Over the course of the semester, the students learned about 12 different topics under the DH umbrella in a more traditional seminar format: they read articles, watched video lectures, and looked at projects in preparation for each 3-hour discussion, then wrote response papers afterward. The grades were mostly participation-based, but the seminar also included a final project. For the undergraduate, it consisted of a literature review, which he conducted on sentiment analysis of China’s Weibo microblogging platform.

The graduate students, meanwhile, wrote a 15-page “project pitch” which also included a single-page cover letter. The assignment’s goal was to get them thinking about a dream project that would help enhance their research or answer a new research question, and to practice making the case for such a project in a concise and convincing way to a funding agency, advisor, department chair, or other authority. Instead of actually implementing the project, which wasn’t feasible due to their lack of technical skills, they had to explain exactly what the project would require: funding, skills and knowledge, technology, time, people, and any other factors they could think of. The main requirement of the paper was to “dream big” and yet also be realistic about what it takes to make a project happen and identify exactly what is needed.
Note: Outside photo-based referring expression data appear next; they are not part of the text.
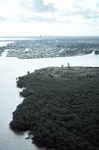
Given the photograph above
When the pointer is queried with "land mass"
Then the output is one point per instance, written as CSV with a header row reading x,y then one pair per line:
x,y
52,47
61,107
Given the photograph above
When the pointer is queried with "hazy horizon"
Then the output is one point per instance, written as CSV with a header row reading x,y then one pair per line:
x,y
49,17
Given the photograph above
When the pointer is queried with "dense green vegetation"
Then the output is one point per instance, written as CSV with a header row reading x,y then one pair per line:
x,y
61,107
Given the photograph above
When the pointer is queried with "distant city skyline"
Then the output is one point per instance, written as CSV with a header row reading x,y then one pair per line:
x,y
49,17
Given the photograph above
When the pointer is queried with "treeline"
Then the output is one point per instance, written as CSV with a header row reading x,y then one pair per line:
x,y
61,108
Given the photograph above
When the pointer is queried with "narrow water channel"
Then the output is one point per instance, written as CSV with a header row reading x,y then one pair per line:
x,y
10,69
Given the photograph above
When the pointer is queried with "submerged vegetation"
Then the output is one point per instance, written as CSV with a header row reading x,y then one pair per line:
x,y
61,107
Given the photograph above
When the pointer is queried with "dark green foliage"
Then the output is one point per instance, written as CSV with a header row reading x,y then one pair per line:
x,y
61,108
The final project ideas ranged from a crowdsourced map of accessible spaces in Tokyo in preparation for the 2020 Olympics, to a $100,000 grant for improving OCR to enable topic modeling of interwar food magazines, and a digital museum of traditional Central and East Asian instruments including 3D facsimiles and sound samples. The students also gave lightning talks on their projects at the end of the semester, and I learned that PhD students really hate such a short format! One insisted that he will never have to give a talk under 20 minutes, but in fact, this is a common format in the DH world and it’s important for students to realize they will need to build the skill of being concise and clear about their research and ideas no matter what field they go into. This is practice I never got in college or graduate school, so I hope it was a productive experience for them.
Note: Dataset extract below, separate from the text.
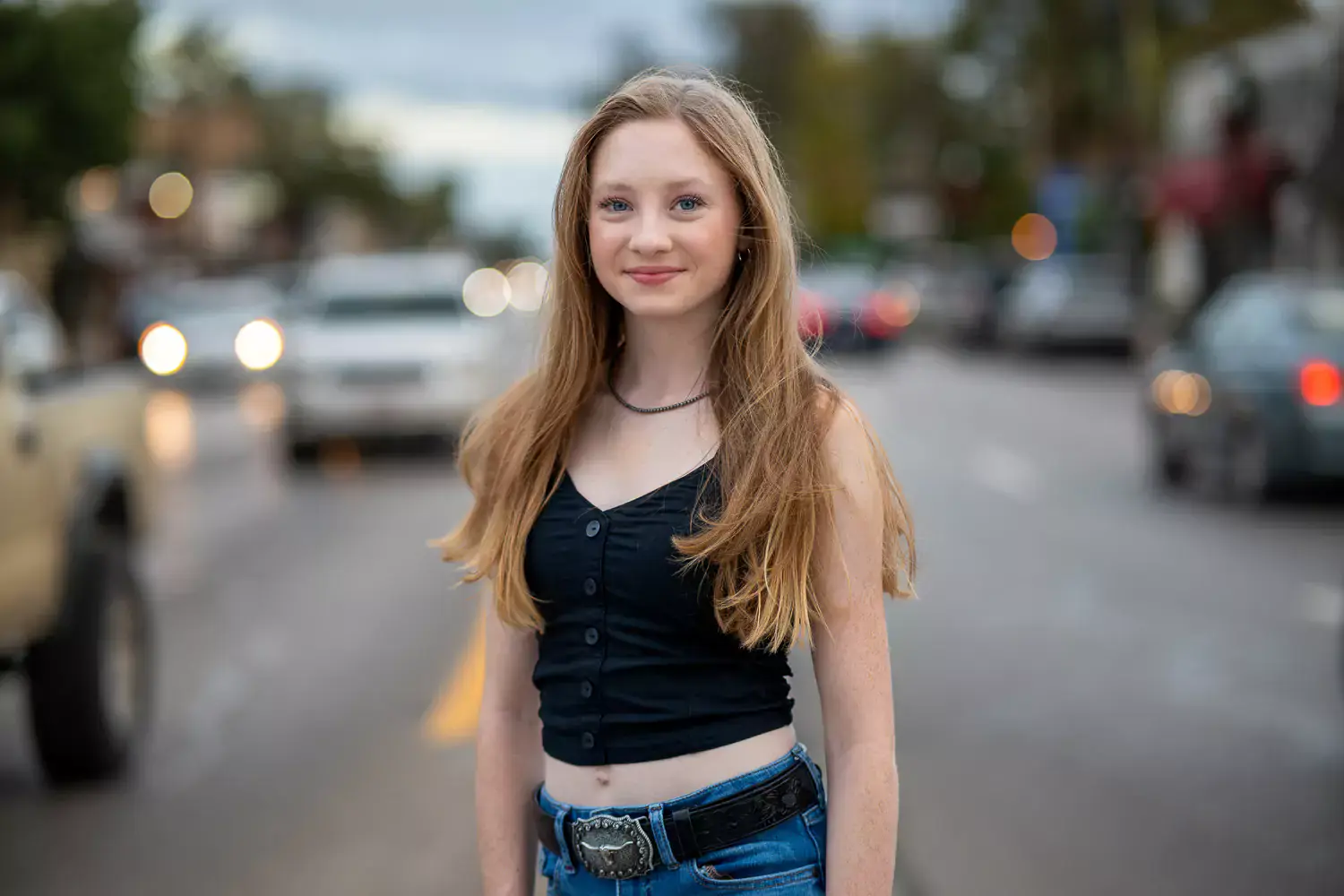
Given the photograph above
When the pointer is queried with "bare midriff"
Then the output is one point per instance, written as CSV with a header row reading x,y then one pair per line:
x,y
642,783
At the end of the course, one student told me: “I see DH everywhere now!” (That student has gone on to be one of the first to pursue the Price Lab’s graduate certificate in digital humanities.) My aim for the students was to realize the breadth of the field, and how they themselves can contribute to it as the vanguard of East Asian DH, which is only beginning to take shape (especially in the English-speaking world). I hope to have inspired all the students to “see DH everywhere” and to use what they learned in the survey to also inspire their own future directions.

My syllabus for Spring 2018 (revised as the term went along) and a talk I gave at MLA 2019 on the course can be found on the Humanities Commons repository, and the living syllabus on my website (PDF). Feel free to use the syllabus in your own endeavors!